Member of the New Jersey Senate from the 5th district
- In office January 12, 1982 – January 6, 1995
- Preceded by: Angelo Errichetti
- Succeeded by: Wayne R. Bryant

Member of the New Jersey General Assembly from the 5th district
- In office January 13, 1976 – January 12, 1982
- Preceded by: Ronald J. Casella
- Succeeded by: Wayne R. Bryant Francis J. Gorman

Personal details
- Born: May 31, 1919 Philadelphia, Pennsylvania
- Died: January 6, 1995 (aged 75) Camden, New Jersey
- Party: Democratic

= Walter Rand =

American politician

Walter Rand (May 31, 1919 – January 6, 1995), born Walter Rappaport, was an American Democratic Party politician from New Jersey, who was a specialist on transportation issues while serving in both houses of the New Jersey Legislature.

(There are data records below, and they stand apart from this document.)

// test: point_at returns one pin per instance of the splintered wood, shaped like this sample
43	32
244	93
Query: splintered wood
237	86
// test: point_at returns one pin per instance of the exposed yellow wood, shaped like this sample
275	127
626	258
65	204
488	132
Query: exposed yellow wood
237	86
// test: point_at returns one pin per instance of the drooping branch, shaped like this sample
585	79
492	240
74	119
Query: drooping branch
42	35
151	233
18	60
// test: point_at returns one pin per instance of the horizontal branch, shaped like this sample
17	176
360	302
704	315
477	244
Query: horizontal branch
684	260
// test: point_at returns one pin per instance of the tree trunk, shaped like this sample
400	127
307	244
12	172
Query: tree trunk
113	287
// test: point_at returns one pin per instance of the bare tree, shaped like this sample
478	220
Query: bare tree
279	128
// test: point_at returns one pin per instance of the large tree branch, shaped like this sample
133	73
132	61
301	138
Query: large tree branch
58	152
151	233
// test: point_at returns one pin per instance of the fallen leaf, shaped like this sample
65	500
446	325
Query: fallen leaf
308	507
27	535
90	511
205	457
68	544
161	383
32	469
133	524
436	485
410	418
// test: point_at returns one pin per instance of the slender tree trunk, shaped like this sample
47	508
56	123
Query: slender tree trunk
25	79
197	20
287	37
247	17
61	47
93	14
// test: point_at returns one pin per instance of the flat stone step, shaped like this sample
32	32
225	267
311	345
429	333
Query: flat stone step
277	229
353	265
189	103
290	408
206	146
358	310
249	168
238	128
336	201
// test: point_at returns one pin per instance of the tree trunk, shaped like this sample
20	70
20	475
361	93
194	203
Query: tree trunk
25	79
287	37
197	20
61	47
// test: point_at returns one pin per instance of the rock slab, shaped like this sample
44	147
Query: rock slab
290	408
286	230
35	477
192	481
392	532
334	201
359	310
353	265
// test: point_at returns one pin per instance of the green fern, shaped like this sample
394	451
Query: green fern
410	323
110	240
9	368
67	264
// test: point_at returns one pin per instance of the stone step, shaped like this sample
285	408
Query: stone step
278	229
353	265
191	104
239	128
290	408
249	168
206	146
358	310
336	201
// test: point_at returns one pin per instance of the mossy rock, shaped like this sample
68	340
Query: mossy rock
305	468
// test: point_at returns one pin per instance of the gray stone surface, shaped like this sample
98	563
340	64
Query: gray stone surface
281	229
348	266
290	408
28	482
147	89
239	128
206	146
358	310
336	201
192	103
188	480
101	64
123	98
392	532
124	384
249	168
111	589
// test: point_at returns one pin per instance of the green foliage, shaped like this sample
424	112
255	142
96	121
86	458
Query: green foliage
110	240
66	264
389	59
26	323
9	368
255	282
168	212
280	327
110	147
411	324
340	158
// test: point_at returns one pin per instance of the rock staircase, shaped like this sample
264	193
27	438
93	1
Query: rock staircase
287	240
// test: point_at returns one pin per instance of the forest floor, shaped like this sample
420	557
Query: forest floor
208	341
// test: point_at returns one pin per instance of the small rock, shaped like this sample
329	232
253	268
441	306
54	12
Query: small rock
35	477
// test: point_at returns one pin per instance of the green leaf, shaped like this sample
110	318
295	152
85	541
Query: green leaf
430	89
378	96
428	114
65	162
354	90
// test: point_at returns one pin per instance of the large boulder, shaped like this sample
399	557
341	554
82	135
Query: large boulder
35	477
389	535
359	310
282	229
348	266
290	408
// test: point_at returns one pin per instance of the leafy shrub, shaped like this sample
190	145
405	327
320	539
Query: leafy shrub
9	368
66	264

Rand was a resident of Bellmawr.

==Biography==
Rand was born in Philadelphia, Pennsylvania and attended the University of Pennsylvania. He moved to Camden, where he was an elected member of the board of education of the Camden City Public Schools from 1971 to 1974. He was elected to the New Jersey General Assembly in 1975 and to the New Jersey Senate in 1981, where he was a former chairman of the Senate Transportation and Public Utilities Committee.

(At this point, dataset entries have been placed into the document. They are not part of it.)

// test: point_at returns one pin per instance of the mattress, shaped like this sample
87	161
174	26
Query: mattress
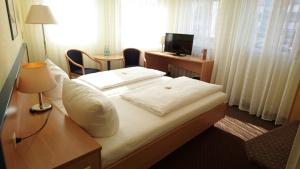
139	127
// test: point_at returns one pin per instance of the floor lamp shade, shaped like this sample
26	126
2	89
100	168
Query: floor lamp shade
36	78
40	14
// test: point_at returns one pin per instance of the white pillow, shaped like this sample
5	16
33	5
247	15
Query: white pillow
90	109
59	76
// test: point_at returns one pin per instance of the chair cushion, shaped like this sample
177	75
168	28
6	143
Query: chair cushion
90	109
87	71
271	150
59	76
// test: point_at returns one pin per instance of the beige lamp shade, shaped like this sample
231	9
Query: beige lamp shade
35	78
40	14
162	40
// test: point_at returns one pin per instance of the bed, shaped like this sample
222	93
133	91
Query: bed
144	138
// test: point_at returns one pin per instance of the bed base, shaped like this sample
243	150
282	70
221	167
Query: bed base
156	150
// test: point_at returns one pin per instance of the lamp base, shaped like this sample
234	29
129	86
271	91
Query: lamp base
40	109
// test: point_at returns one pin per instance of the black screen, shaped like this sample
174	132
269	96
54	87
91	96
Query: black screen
179	43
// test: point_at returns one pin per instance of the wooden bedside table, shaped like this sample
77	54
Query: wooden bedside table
61	144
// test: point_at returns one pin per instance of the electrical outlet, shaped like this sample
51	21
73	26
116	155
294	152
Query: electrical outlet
14	139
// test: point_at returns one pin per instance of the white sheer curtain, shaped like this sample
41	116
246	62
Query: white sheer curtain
257	55
92	24
197	17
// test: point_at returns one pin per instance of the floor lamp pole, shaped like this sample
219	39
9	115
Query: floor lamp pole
45	47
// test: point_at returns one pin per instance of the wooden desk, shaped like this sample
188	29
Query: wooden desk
109	58
61	144
161	61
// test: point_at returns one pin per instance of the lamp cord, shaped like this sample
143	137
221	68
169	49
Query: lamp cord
19	139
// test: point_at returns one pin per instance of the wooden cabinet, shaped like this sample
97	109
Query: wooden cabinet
61	144
295	111
162	60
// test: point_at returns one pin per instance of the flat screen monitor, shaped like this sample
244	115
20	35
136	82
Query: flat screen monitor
179	44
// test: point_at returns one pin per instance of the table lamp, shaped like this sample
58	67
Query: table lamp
162	42
36	78
40	14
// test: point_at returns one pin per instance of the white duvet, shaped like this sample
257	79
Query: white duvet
119	77
167	96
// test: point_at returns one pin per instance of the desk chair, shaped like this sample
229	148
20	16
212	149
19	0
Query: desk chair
76	67
131	57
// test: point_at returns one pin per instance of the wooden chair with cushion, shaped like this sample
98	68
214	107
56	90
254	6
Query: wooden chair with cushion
131	57
75	63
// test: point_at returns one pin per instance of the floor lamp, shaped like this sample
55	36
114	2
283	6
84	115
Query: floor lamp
40	14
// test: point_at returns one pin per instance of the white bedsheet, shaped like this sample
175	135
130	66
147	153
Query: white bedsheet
120	77
139	127
166	96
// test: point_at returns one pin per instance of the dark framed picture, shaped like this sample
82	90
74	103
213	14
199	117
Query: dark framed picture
12	19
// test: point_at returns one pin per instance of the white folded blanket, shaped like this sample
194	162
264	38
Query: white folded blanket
165	97
119	77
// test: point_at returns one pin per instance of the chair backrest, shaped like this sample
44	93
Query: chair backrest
75	56
131	56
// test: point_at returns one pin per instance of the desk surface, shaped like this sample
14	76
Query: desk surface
110	57
58	144
184	58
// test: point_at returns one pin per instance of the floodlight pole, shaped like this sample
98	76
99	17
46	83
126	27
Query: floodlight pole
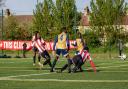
2	25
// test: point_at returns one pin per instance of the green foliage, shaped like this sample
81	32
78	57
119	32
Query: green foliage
50	17
106	18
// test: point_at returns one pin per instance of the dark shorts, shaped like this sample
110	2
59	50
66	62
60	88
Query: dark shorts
45	55
35	49
61	51
77	59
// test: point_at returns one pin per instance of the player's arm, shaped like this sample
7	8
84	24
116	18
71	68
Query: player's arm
33	44
55	41
43	42
67	41
74	44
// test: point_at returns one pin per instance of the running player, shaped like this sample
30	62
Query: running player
79	60
61	46
35	50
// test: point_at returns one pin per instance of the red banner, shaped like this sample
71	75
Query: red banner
18	45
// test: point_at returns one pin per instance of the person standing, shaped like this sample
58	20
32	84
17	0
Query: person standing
61	46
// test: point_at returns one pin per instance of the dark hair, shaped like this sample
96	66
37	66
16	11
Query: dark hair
63	29
36	32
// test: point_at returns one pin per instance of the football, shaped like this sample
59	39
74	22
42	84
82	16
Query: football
123	57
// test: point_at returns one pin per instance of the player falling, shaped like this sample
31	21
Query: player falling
61	46
81	57
40	45
35	50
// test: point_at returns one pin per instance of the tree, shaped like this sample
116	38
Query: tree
106	17
50	16
2	3
13	30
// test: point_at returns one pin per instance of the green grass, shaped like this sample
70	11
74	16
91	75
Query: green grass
20	74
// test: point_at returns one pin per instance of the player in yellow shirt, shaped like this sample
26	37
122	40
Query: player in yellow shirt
61	46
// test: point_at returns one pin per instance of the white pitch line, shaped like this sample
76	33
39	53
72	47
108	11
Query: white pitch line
58	80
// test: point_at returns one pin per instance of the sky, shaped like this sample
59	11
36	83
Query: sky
25	7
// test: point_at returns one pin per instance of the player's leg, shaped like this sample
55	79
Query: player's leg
58	51
69	62
77	60
47	57
91	63
34	56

Rand sponsored laws that created New Jersey's Transportation Trust Fund, which combined aid received from the Federal government, state appropriations and highway bond proceeds to pay for an accelerated road building and repair program. He wrote the bill that led to creation of the South Jersey Transportation Authority and allowed Atlantic City International Airport to expand. After Rand's death in 1995, Wayne R. Bryant was named to fill his seat in the State Senate. The Walter Rand Transportation Center in Camden is named in his honor, as is the Senator Walter Rand Institute for Public Affairs established at the Rutgers–Camden campus in 1999.